# Vape King V3 - Less is More



## Gizmo (6/6/15)

I have finally finished 95% of the new Vape King with the less is more philosophy. The old website felt cluttered and over animated.. This is straight to the core now.. I think it looks a whole lot better.

Please let me know what you think

http://www.vapeking.co.za/

Reactions: Agree 2


----------



## deepest (6/6/15)

Site looks great much better than before.


----------



## Matt (6/6/15)

Looks allot better indeed easier to browse also now. 

The one thing i don't like about the website is that every nic option has its own link. Especially on a mobile phone with long juice names i dont see how many nic a juice has. This mean i have to open ever link to get the correct option. With other vendors you open the link and choose the nic option from there. 
With all the brands and flavours you stock now and going to be added it creates more effort for the customer. Then again i can see the plus side of it browsing on a laptop.

Reactions: Agree 3


----------



## Ollie (6/6/15)

Looking good @Gizmo


----------



## Gizmo (6/6/15)

Matt said:


> Looks allot better indeed easier to browse also now.
> 
> The one thing i don't like about the website is that every nic option has its own link. Especially on a mobile phone with long juice names i dont see how many nic a juice has. This mean i have to open ever link to get the correct option. With other vendors you open the link and choose the nic option from there.
> With all the brands and flavours you stock now and going to be added it creates more effort for the customer.
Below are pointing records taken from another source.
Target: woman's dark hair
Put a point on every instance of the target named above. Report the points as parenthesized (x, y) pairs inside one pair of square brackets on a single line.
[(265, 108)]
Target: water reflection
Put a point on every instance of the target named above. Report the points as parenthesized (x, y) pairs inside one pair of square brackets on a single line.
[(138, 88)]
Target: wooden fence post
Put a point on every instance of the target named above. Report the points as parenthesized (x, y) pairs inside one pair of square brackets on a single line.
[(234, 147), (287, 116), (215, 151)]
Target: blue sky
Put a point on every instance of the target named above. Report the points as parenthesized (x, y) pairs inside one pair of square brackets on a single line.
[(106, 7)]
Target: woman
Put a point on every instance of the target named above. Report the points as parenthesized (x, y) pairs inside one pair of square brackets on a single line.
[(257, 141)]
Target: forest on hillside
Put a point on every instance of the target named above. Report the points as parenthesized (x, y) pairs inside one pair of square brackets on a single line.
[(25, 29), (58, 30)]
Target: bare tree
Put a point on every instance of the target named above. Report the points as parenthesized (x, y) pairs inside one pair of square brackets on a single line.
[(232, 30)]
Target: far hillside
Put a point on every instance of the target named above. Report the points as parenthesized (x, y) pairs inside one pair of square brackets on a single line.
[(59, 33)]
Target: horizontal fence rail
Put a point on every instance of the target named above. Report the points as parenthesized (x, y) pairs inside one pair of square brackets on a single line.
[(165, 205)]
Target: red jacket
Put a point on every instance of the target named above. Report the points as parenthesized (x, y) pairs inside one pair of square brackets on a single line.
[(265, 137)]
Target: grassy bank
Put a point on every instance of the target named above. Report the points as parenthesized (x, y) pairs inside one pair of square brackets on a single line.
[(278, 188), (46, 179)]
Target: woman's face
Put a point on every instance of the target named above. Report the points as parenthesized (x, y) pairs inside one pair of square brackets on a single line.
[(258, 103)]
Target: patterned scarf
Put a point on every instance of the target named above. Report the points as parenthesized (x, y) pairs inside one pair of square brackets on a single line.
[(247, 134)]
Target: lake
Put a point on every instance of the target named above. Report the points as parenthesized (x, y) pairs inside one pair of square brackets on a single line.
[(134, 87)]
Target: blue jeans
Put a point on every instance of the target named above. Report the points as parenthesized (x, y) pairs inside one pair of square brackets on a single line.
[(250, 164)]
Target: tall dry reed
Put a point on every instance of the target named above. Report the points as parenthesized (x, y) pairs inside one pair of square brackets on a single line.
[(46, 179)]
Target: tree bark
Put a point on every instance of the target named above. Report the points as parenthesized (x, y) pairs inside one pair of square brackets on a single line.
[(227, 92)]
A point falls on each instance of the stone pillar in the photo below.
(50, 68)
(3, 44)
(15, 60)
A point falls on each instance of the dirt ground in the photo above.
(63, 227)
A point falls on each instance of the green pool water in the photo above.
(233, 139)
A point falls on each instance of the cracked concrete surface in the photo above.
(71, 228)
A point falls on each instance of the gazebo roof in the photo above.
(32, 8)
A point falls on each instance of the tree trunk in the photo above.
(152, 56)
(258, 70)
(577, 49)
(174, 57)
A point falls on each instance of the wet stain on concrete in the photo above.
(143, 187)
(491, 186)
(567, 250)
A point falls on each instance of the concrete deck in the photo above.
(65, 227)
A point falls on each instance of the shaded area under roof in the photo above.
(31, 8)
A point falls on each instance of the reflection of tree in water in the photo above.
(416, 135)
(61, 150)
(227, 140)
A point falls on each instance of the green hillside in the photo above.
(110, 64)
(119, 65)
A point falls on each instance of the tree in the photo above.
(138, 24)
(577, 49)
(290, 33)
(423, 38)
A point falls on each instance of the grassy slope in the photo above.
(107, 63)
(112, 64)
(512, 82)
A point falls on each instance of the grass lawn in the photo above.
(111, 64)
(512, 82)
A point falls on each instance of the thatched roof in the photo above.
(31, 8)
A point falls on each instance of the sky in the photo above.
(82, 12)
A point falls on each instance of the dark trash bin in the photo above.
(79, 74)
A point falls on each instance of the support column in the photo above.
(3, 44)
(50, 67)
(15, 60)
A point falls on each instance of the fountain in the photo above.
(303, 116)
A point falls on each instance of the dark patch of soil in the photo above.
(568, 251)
Then again i can see the plus side of it browsing on a laptop.



I will have this changed!

Reactions: Like 2


----------



## Silver (6/6/15)

Looks good on the iPad @Gizmo


----------



## Rob Fisher (6/6/15)

It's really nice... really happy the different nics on the juice is going to be fixed... also the different colors of mods same story.

I'm also ecstatic that you took away the number catchpa to log in! 

Down the bottom is a link to Brands and Blog - 404.

And the UP button on the bottom right is a better one than we have on the forum... please steal that for the forums.


----------